The employer was an automobile parts manufacturer in Ontario. The incident in question occurred when the employees, following standards procedure, were working arounf a forklift. The forklift was loading a bundle of metal sheets when it slipped off the cradle causing metal sheets to scatter across the floor, one of which struck the employee’s foot. As a result, the employee broke several bones in her foot and was on crutches for two months and off work for 4.5 months. She underwent physiotherapy for a year, and still experienced residual pain in her foot at the time of the decision.
Following the incident, an inspector from the Ministry of Labour issued two orders against the employer: (1) compliance with regulatory provision for the safe movement of material and (2) a stop work order. The employer took corrective action to comply with the orders, but did not go beyond what was required.
At trial, the employer was convicted of two offences under the OHSA and fined $25,000 for each offence. The employer appealed its sentence and convictions. Although the conviction appeal was dismissed, the sentence appeal was allowed and the fines were made “concurrent” based on the corrective action taken by the employer.
The Ministry of Labour appealed on two issues, “(1) the issue of mitigation after an order has been made by an inspector under the OHSA and (2) the issue of concurrent fines under provincial legislation.”

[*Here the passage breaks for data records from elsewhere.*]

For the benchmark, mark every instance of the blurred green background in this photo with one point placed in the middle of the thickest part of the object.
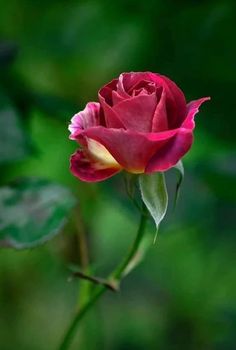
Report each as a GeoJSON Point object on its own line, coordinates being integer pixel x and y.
{"type": "Point", "coordinates": [54, 56]}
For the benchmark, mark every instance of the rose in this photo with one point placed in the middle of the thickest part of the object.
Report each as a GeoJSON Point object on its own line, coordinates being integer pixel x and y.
{"type": "Point", "coordinates": [141, 124]}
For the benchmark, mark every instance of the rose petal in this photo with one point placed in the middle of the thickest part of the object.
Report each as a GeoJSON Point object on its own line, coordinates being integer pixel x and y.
{"type": "Point", "coordinates": [192, 110]}
{"type": "Point", "coordinates": [89, 170]}
{"type": "Point", "coordinates": [132, 150]}
{"type": "Point", "coordinates": [127, 81]}
{"type": "Point", "coordinates": [87, 118]}
{"type": "Point", "coordinates": [111, 118]}
{"type": "Point", "coordinates": [137, 112]}
{"type": "Point", "coordinates": [160, 120]}
{"type": "Point", "coordinates": [172, 152]}
{"type": "Point", "coordinates": [175, 100]}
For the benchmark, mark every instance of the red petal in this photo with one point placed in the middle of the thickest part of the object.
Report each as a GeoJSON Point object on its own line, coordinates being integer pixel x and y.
{"type": "Point", "coordinates": [132, 150]}
{"type": "Point", "coordinates": [87, 118]}
{"type": "Point", "coordinates": [160, 121]}
{"type": "Point", "coordinates": [192, 110]}
{"type": "Point", "coordinates": [172, 152]}
{"type": "Point", "coordinates": [175, 100]}
{"type": "Point", "coordinates": [179, 145]}
{"type": "Point", "coordinates": [111, 118]}
{"type": "Point", "coordinates": [136, 113]}
{"type": "Point", "coordinates": [88, 170]}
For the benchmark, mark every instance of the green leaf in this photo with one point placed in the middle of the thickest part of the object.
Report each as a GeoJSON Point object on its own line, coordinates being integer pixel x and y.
{"type": "Point", "coordinates": [154, 195]}
{"type": "Point", "coordinates": [32, 212]}
{"type": "Point", "coordinates": [180, 168]}
{"type": "Point", "coordinates": [13, 142]}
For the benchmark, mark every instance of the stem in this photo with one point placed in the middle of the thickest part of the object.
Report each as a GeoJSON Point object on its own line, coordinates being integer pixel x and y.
{"type": "Point", "coordinates": [115, 276]}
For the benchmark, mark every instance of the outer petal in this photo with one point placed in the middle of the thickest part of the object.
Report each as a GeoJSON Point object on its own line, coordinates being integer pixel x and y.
{"type": "Point", "coordinates": [172, 152]}
{"type": "Point", "coordinates": [87, 118]}
{"type": "Point", "coordinates": [192, 110]}
{"type": "Point", "coordinates": [175, 100]}
{"type": "Point", "coordinates": [179, 145]}
{"type": "Point", "coordinates": [89, 170]}
{"type": "Point", "coordinates": [132, 150]}
{"type": "Point", "coordinates": [136, 113]}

The Ontario Court of Appeal upheld the Ministry of Labour’s Appeal. The Court of Appeal concluded that a court should not have discretion to treat an employer’s post-offence compliance, though statutorily required, as a mitigating factor on sentencing. Doing so, in the view of the Court of Appeal, would undermine one of the most important goals of the OHSA – accident prevention – and the statute’s most important sentencing principle – deterrence. On this basis, the court held that action that is taken in response to a compliance order shall not be considered a mitigating factor on sentencing.

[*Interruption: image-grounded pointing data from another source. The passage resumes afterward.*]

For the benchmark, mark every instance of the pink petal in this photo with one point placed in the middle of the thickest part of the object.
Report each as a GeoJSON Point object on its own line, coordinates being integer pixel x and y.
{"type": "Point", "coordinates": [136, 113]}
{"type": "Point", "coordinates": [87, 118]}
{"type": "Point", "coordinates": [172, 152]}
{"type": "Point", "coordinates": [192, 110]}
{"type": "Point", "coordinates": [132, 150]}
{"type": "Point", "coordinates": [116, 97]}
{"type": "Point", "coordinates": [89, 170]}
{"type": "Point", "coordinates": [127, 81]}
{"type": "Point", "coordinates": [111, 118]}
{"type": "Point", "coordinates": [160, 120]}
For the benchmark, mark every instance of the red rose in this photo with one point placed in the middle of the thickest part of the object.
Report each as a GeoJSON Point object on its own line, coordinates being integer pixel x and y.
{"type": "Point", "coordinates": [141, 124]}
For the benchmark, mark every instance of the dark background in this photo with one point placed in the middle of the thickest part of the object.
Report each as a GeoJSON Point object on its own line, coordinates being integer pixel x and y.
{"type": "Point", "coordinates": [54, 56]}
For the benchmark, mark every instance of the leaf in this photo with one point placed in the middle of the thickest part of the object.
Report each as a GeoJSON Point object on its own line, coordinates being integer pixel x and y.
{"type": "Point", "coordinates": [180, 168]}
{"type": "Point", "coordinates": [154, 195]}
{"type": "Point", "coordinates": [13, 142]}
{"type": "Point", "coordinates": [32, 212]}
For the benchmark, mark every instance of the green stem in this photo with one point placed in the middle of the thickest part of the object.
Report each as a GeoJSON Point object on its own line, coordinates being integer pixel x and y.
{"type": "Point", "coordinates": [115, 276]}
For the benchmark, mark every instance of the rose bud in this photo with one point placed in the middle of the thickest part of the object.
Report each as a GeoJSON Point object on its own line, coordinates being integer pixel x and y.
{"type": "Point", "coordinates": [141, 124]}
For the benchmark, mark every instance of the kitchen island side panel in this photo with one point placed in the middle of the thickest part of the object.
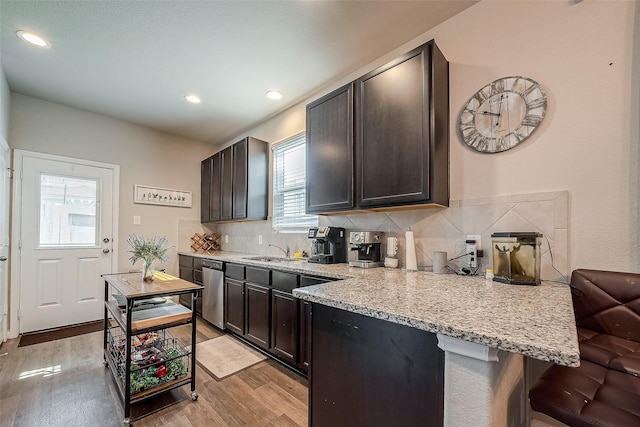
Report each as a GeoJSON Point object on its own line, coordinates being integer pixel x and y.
{"type": "Point", "coordinates": [370, 372]}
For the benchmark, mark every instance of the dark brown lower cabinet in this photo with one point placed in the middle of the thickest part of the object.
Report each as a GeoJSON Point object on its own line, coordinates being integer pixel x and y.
{"type": "Point", "coordinates": [284, 326]}
{"type": "Point", "coordinates": [234, 305]}
{"type": "Point", "coordinates": [304, 316]}
{"type": "Point", "coordinates": [370, 372]}
{"type": "Point", "coordinates": [304, 337]}
{"type": "Point", "coordinates": [258, 314]}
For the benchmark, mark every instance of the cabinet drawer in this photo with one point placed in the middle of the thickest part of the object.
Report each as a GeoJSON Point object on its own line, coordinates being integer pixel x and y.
{"type": "Point", "coordinates": [257, 275]}
{"type": "Point", "coordinates": [185, 261]}
{"type": "Point", "coordinates": [311, 280]}
{"type": "Point", "coordinates": [197, 263]}
{"type": "Point", "coordinates": [197, 276]}
{"type": "Point", "coordinates": [284, 281]}
{"type": "Point", "coordinates": [235, 271]}
{"type": "Point", "coordinates": [186, 274]}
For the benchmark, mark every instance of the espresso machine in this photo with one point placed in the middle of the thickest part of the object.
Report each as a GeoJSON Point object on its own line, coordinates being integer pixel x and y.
{"type": "Point", "coordinates": [328, 245]}
{"type": "Point", "coordinates": [368, 245]}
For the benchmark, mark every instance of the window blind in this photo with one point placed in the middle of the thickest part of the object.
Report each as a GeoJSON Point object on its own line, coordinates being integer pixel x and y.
{"type": "Point", "coordinates": [289, 173]}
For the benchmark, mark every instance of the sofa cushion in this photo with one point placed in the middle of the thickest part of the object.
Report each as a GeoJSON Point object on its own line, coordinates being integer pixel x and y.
{"type": "Point", "coordinates": [607, 302]}
{"type": "Point", "coordinates": [587, 396]}
{"type": "Point", "coordinates": [609, 351]}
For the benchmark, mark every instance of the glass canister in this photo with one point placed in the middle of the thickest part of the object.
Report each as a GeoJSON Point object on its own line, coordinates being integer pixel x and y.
{"type": "Point", "coordinates": [516, 257]}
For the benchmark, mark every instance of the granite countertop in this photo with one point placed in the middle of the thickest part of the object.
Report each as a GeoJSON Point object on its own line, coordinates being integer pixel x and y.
{"type": "Point", "coordinates": [535, 321]}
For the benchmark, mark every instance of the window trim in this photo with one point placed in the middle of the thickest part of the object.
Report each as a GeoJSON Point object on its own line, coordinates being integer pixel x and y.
{"type": "Point", "coordinates": [304, 221]}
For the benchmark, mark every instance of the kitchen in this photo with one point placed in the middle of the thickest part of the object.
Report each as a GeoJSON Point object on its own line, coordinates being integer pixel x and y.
{"type": "Point", "coordinates": [584, 54]}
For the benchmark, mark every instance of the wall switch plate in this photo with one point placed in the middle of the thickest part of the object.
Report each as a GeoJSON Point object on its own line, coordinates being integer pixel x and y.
{"type": "Point", "coordinates": [473, 244]}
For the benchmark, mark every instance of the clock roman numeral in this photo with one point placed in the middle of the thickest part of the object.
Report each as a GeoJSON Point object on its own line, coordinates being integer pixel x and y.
{"type": "Point", "coordinates": [465, 126]}
{"type": "Point", "coordinates": [497, 87]}
{"type": "Point", "coordinates": [537, 103]}
{"type": "Point", "coordinates": [528, 90]}
{"type": "Point", "coordinates": [480, 97]}
{"type": "Point", "coordinates": [531, 120]}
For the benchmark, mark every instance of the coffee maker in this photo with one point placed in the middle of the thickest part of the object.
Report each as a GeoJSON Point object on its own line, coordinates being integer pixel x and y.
{"type": "Point", "coordinates": [328, 245]}
{"type": "Point", "coordinates": [368, 244]}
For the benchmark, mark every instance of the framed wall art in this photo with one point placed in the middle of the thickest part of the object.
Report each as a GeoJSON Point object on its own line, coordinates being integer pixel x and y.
{"type": "Point", "coordinates": [161, 196]}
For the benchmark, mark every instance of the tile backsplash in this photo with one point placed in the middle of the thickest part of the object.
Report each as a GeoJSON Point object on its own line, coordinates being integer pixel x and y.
{"type": "Point", "coordinates": [436, 229]}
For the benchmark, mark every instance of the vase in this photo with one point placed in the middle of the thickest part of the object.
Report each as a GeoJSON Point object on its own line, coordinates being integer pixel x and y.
{"type": "Point", "coordinates": [148, 271]}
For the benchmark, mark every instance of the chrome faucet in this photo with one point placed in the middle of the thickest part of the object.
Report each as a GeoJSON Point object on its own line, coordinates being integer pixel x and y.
{"type": "Point", "coordinates": [286, 252]}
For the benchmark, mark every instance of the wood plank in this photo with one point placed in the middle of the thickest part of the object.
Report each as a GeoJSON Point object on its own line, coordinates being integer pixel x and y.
{"type": "Point", "coordinates": [131, 285]}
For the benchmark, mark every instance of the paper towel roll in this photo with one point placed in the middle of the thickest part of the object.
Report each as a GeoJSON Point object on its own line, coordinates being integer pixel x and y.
{"type": "Point", "coordinates": [411, 262]}
{"type": "Point", "coordinates": [392, 246]}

With respect to the issue regarding the court’s jurisdiction to impose concurrent fines, the Court of Appeal reinstated the total fine of $50,000. This decision was based on the fact that the OHSA, the Provincial Offences Act and the Criminal Code are silent with respect to a court’s jurisdiction to impose concurrent fines. Further, in a criminal case R v. Ward (1980), 56 C.C.C. (2d) 15 (Ont. C.A.) the same Court of Appeal had held that there is no authority to impose a concurrent fine.

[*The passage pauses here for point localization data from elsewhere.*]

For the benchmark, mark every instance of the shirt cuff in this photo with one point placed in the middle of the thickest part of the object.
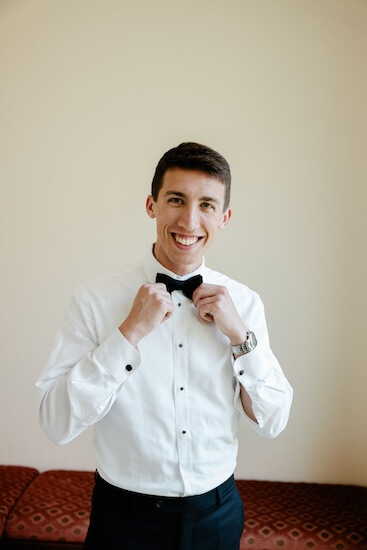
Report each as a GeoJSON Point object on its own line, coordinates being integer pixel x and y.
{"type": "Point", "coordinates": [117, 356]}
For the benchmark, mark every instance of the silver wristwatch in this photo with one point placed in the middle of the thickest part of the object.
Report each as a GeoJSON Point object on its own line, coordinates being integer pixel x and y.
{"type": "Point", "coordinates": [248, 345]}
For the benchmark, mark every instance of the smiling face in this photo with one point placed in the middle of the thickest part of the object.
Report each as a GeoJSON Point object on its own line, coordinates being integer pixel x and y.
{"type": "Point", "coordinates": [188, 213]}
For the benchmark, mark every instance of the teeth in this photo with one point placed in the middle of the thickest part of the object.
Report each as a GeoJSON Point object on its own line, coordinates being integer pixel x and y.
{"type": "Point", "coordinates": [186, 241]}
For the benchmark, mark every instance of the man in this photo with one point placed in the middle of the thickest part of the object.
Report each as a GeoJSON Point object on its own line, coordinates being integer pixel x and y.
{"type": "Point", "coordinates": [165, 372]}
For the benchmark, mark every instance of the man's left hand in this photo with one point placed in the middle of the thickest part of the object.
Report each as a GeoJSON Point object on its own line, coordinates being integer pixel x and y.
{"type": "Point", "coordinates": [214, 303]}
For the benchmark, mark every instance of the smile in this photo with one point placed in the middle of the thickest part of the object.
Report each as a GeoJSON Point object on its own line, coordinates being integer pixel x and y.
{"type": "Point", "coordinates": [185, 241]}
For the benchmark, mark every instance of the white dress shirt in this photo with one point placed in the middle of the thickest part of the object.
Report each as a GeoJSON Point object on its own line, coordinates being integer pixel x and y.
{"type": "Point", "coordinates": [165, 414]}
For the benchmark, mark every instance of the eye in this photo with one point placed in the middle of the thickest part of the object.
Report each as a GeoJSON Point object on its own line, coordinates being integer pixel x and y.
{"type": "Point", "coordinates": [207, 206]}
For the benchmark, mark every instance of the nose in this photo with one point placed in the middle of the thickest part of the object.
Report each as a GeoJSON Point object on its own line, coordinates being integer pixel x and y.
{"type": "Point", "coordinates": [189, 218]}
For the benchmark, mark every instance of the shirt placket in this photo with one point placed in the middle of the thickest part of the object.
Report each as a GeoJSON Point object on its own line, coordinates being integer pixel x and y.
{"type": "Point", "coordinates": [181, 314]}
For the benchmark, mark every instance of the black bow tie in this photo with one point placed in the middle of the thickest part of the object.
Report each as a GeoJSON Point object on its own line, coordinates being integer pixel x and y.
{"type": "Point", "coordinates": [188, 287]}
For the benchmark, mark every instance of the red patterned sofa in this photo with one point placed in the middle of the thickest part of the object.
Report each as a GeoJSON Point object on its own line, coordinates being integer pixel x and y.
{"type": "Point", "coordinates": [50, 510]}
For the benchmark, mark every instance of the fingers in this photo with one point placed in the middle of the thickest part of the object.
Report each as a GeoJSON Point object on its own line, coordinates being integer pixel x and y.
{"type": "Point", "coordinates": [209, 300]}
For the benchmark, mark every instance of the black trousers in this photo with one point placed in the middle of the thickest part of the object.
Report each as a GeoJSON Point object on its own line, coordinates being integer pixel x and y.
{"type": "Point", "coordinates": [123, 520]}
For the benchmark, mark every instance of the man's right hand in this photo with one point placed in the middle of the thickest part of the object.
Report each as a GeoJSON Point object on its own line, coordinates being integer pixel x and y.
{"type": "Point", "coordinates": [152, 306]}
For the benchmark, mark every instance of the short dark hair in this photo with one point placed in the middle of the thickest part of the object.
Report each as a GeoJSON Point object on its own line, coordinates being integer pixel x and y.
{"type": "Point", "coordinates": [193, 156]}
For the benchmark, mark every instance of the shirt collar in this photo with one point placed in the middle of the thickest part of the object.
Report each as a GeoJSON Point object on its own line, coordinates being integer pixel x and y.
{"type": "Point", "coordinates": [152, 267]}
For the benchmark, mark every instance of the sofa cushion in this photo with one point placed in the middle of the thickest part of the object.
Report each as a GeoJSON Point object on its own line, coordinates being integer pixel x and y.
{"type": "Point", "coordinates": [55, 508]}
{"type": "Point", "coordinates": [13, 481]}
{"type": "Point", "coordinates": [303, 516]}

For employers this decision closes the door to the use of actions taken in response to a compliance order as mitigating factors on sentencing. Only steps taken to promote health and safety in the workplace that exceed the steps set out in orders will be relevant as mitigating factors on sentencing. In light of this, employers can benefit from taking proactive steps, beyond minimum compliance with Ministry of Labour orders, to improve health and safety management systems in the workplace. Such actions could prove beneficial in relation to sentencing for any OHSA infractions that may have triggered such internal reviews.